Fenton's first impulse was to put his hands over his ears, to shut out
the horrible din. The officers were shouting orders and getting the
boats manned, for even in this short time the steamer was settling. The
hissing swash of the waves beating into the breach, the prayers, the
imprecations, the hysterical sobs, the agonized cries of the struggling
passengers, the darkness, the terror, the yawning abyss of death
beneath them,--combined to sweep away all human feelings save the
instinct of self-preservation. The brute side of human nature revealed
itself with a hideousness more horrible than the terror of the night
and the sea. Unprotected women were crushed and trampled, and as the
boats were lowered a fierce hand-to-hand conflict ensued, men fighting
like wild cats to force their way into them.
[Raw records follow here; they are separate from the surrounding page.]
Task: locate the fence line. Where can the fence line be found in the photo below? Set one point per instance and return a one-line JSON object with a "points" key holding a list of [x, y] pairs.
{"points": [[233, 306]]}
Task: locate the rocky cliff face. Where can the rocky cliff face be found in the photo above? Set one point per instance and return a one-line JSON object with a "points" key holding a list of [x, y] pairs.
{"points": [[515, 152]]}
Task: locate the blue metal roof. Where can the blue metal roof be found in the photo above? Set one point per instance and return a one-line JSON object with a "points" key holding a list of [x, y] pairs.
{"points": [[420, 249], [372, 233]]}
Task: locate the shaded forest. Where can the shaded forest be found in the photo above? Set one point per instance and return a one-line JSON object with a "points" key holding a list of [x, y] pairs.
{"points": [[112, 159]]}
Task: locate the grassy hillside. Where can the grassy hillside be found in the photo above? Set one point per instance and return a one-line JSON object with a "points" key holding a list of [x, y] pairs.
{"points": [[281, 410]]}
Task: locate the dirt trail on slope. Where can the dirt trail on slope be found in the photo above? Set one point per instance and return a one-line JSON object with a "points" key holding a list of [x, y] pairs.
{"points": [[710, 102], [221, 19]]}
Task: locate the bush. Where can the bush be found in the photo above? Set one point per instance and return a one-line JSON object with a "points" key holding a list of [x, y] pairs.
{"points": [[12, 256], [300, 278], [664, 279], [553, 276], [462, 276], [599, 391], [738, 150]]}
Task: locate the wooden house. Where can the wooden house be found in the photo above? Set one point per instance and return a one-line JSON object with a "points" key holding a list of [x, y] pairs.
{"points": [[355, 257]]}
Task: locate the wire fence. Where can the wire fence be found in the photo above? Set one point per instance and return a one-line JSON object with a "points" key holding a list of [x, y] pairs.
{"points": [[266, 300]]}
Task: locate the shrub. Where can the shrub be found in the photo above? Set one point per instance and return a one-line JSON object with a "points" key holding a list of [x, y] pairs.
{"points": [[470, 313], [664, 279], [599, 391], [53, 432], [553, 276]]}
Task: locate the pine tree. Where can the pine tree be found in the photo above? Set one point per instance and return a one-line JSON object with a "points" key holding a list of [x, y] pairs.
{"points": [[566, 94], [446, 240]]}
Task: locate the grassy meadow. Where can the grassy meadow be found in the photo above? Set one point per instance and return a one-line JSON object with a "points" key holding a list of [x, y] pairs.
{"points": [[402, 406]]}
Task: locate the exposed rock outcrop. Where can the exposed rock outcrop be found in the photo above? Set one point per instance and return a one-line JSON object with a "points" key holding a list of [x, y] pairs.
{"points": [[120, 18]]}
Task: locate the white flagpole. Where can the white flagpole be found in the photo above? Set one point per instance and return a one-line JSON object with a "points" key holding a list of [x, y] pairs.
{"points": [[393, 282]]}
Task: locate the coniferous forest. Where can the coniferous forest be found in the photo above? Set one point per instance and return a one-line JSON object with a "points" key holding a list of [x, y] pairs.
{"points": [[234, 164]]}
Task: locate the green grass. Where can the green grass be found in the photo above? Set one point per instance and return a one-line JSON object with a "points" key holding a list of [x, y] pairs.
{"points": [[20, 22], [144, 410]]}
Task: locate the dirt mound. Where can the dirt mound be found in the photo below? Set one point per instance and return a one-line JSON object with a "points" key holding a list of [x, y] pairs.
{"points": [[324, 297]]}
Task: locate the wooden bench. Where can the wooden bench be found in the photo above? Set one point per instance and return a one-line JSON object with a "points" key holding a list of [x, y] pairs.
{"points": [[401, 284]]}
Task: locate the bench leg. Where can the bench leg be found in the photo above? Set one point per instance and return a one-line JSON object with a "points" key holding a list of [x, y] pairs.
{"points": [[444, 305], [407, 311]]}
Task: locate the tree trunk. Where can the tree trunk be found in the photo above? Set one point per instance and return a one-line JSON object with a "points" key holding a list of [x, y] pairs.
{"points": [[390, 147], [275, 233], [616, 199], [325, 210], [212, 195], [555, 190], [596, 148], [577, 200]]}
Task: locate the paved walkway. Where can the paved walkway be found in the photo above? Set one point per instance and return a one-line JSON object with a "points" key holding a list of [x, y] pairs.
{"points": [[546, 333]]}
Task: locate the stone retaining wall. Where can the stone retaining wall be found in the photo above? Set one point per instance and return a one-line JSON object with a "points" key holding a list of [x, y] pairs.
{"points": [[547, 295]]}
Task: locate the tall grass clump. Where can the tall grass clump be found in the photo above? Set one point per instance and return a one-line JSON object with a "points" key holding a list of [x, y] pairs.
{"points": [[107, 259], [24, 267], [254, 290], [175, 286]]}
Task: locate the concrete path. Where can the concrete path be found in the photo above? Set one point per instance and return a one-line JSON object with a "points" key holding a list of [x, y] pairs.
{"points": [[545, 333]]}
The officers beat them
back, and made way for the women as well as they could, struggling at
the same time with the difficult task of maintaining discipline among
the crew.
Shrill amid the uproar, a child's cry smote Fenton's ear as he came out
upon the deck. Directly before him a man was trying to pull a life-
preserver off from a boy, while a woman fought with him in a desperate
endeavor to shield her child. The lad was about the size of Caldwell
and in the confused light not wholly unlike him.